PWJ
Peace Winds Japan


緊急支援事業計画書


緊急支援事業計画書

申請年月日 2005年12月16日 申請番号 2005−
プロジェクト名 パキスタン・ムザファラバード市におけるキャンプジャパン自治補完業務
実施事業名  
実施団体名 特定非営利活動法人ピース ウィンズ・ジャパン
事業対象地状況 【個別事業地毎被災者総数】
2005年10月8日朝、襲った巨大地震により、震源に近いムザファラバード地区では死傷者約6万人、全半壊を合わせると14万軒近い家屋が損傷を受ける甚大な被害を与える災害となった。今後、本格的な冬の到来とともに、山間部に残った被災者に支援の遅れから餓死や凍死など、更なる被害が出る恐れが出ている。さらに、自然発生キャンプ(Spontaneous Camp)においては混雑と生活環境の悪化から感染症やその他の疾病が大量に発生する懸念がある。
国連Humanitarian Information Centre Pakistan(HICP)、実現可能性調査団中間報告書、現地政府、国連機関、NGOなど関係者からの聞き取りから
【被災者居住のための公共施設(インフラ)整備状況】
Azad Jam Kasimir(AJK)州政府の州都ムザファラバード市内の州政府庁舎は地震により壊滅的被害を受け行政機能がマヒしている。市内は比較的被災の少ない地域もあるものの、郊外の北部ニーラム川沿いの渓谷地帯は壊滅的な被害を受け、道路のアクセスも寸断され、援助も届いていない地域がまだある。特に被害の大きい山間部では農業用水路やかんがい施設、橋、道路などが破壊され、長期の経済活動と復興への悪影響が心配される。
同上

【国際機関・援助団体対応状況】
ムザファラバードにおいて国連は人道援助調整事務所(OCHA)により緊急援助全般の調整と情報提供を行っている。UNHCRは住居、UNICEFは教育と水・衛生、WHOが医療、WFPが食糧、UNJLCによって輸送がそれぞれ担当されている。
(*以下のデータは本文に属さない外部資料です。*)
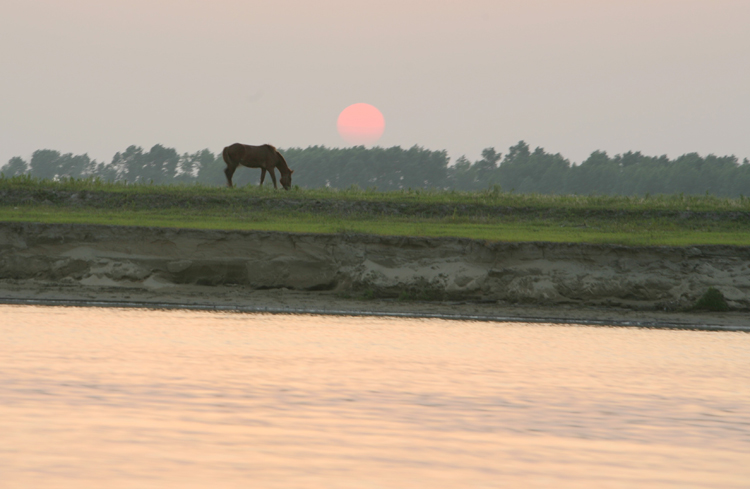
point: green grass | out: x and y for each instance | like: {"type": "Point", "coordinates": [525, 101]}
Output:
{"type": "Point", "coordinates": [492, 196]}
{"type": "Point", "coordinates": [627, 231]}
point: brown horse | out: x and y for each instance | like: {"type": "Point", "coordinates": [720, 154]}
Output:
{"type": "Point", "coordinates": [265, 157]}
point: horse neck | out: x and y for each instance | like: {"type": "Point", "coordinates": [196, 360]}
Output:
{"type": "Point", "coordinates": [282, 166]}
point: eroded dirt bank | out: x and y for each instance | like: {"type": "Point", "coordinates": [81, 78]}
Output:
{"type": "Point", "coordinates": [543, 274]}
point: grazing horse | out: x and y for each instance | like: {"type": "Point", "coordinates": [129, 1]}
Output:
{"type": "Point", "coordinates": [265, 157]}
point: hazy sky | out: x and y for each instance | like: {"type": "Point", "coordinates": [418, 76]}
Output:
{"type": "Point", "coordinates": [572, 76]}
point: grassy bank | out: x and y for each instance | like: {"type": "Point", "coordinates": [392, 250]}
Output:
{"type": "Point", "coordinates": [490, 215]}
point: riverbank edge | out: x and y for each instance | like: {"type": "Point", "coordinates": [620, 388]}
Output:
{"type": "Point", "coordinates": [385, 309]}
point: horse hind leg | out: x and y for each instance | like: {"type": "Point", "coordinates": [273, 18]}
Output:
{"type": "Point", "coordinates": [229, 171]}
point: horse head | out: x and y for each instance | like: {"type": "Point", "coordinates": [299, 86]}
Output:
{"type": "Point", "coordinates": [286, 180]}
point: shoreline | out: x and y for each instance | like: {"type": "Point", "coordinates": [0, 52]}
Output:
{"type": "Point", "coordinates": [225, 299]}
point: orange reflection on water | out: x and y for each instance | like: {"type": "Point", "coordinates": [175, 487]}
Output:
{"type": "Point", "coordinates": [137, 398]}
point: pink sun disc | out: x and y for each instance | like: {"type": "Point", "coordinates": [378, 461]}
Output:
{"type": "Point", "coordinates": [361, 124]}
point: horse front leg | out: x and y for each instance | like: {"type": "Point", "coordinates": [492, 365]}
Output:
{"type": "Point", "coordinates": [273, 177]}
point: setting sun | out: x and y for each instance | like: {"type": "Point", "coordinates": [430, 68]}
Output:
{"type": "Point", "coordinates": [361, 124]}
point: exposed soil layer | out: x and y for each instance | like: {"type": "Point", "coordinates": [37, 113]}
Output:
{"type": "Point", "coordinates": [362, 266]}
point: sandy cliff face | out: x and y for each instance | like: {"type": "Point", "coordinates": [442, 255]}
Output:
{"type": "Point", "coordinates": [418, 268]}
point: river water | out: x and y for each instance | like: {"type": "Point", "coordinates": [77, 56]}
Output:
{"type": "Point", "coordinates": [116, 398]}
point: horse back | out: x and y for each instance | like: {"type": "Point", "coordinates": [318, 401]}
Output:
{"type": "Point", "coordinates": [263, 156]}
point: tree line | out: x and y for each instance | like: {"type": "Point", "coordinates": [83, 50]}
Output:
{"type": "Point", "coordinates": [520, 170]}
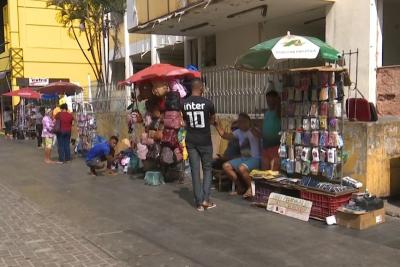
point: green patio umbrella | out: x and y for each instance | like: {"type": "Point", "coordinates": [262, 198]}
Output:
{"type": "Point", "coordinates": [277, 50]}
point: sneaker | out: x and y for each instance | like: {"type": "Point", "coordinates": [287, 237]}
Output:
{"type": "Point", "coordinates": [200, 208]}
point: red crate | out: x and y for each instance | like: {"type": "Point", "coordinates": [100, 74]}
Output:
{"type": "Point", "coordinates": [262, 191]}
{"type": "Point", "coordinates": [324, 205]}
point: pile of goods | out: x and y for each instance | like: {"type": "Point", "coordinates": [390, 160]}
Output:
{"type": "Point", "coordinates": [158, 133]}
{"type": "Point", "coordinates": [311, 141]}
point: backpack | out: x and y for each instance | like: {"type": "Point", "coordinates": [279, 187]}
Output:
{"type": "Point", "coordinates": [176, 86]}
{"type": "Point", "coordinates": [154, 151]}
{"type": "Point", "coordinates": [178, 154]}
{"type": "Point", "coordinates": [134, 164]}
{"type": "Point", "coordinates": [173, 101]}
{"type": "Point", "coordinates": [160, 88]}
{"type": "Point", "coordinates": [170, 138]}
{"type": "Point", "coordinates": [145, 91]}
{"type": "Point", "coordinates": [142, 151]}
{"type": "Point", "coordinates": [167, 155]}
{"type": "Point", "coordinates": [172, 119]}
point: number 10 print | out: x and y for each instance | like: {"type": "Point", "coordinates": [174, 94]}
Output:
{"type": "Point", "coordinates": [196, 119]}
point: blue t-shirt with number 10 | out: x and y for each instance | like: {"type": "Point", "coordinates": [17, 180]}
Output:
{"type": "Point", "coordinates": [197, 112]}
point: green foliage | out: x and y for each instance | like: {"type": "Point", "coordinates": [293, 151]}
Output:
{"type": "Point", "coordinates": [86, 17]}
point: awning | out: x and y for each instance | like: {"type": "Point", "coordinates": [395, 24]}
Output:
{"type": "Point", "coordinates": [208, 17]}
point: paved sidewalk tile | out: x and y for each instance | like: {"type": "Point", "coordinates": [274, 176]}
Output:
{"type": "Point", "coordinates": [29, 237]}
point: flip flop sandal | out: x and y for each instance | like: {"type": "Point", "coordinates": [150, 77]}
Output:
{"type": "Point", "coordinates": [210, 205]}
{"type": "Point", "coordinates": [200, 208]}
{"type": "Point", "coordinates": [247, 195]}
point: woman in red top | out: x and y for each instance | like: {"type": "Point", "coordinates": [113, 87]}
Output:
{"type": "Point", "coordinates": [64, 136]}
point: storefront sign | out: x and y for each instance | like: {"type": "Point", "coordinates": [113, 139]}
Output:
{"type": "Point", "coordinates": [289, 206]}
{"type": "Point", "coordinates": [292, 47]}
{"type": "Point", "coordinates": [38, 81]}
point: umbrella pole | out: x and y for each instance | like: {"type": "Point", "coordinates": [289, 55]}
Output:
{"type": "Point", "coordinates": [2, 112]}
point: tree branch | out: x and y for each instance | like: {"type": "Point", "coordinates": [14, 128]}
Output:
{"type": "Point", "coordinates": [83, 51]}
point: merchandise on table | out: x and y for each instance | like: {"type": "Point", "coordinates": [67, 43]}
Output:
{"type": "Point", "coordinates": [162, 144]}
{"type": "Point", "coordinates": [312, 114]}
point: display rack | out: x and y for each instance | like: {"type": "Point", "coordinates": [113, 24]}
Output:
{"type": "Point", "coordinates": [312, 123]}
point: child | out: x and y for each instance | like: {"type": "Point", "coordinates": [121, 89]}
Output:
{"type": "Point", "coordinates": [101, 152]}
{"type": "Point", "coordinates": [270, 132]}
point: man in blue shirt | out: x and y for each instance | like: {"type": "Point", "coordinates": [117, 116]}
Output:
{"type": "Point", "coordinates": [101, 152]}
{"type": "Point", "coordinates": [271, 133]}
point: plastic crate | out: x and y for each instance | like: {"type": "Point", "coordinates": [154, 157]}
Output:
{"type": "Point", "coordinates": [324, 205]}
{"type": "Point", "coordinates": [262, 191]}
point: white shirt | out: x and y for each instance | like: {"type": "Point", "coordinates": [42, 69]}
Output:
{"type": "Point", "coordinates": [254, 141]}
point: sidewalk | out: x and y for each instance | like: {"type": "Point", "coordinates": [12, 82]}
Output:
{"type": "Point", "coordinates": [29, 237]}
{"type": "Point", "coordinates": [158, 226]}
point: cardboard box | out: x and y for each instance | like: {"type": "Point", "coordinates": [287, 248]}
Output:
{"type": "Point", "coordinates": [360, 221]}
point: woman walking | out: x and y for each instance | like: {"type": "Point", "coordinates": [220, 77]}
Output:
{"type": "Point", "coordinates": [64, 136]}
{"type": "Point", "coordinates": [47, 135]}
{"type": "Point", "coordinates": [8, 122]}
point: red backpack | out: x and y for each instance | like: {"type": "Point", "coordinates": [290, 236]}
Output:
{"type": "Point", "coordinates": [170, 138]}
{"type": "Point", "coordinates": [172, 119]}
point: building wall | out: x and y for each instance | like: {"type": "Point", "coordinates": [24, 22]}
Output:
{"type": "Point", "coordinates": [148, 10]}
{"type": "Point", "coordinates": [388, 90]}
{"type": "Point", "coordinates": [374, 155]}
{"type": "Point", "coordinates": [350, 26]}
{"type": "Point", "coordinates": [49, 52]}
{"type": "Point", "coordinates": [233, 42]}
{"type": "Point", "coordinates": [391, 33]}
現地AJK州政府は、ムザファラバード市内の自然発生キャンプの被災者を衛生環境面に配慮した計画的に開設されたキャンプに移動させる方針で、新キャンプ開設を全力で進め、各団体にも協力を求めている。
一方、11月末よりAJK州キャンプマネジメント機構(Camp Management Organisation, CMO)が新たに設置され、キャンプにおける被災者支援の全体的調整とキャンプ用地確保などを担当している。なお、これまでの州救済委員会はキャンプ以外の被災者への支援を担当している。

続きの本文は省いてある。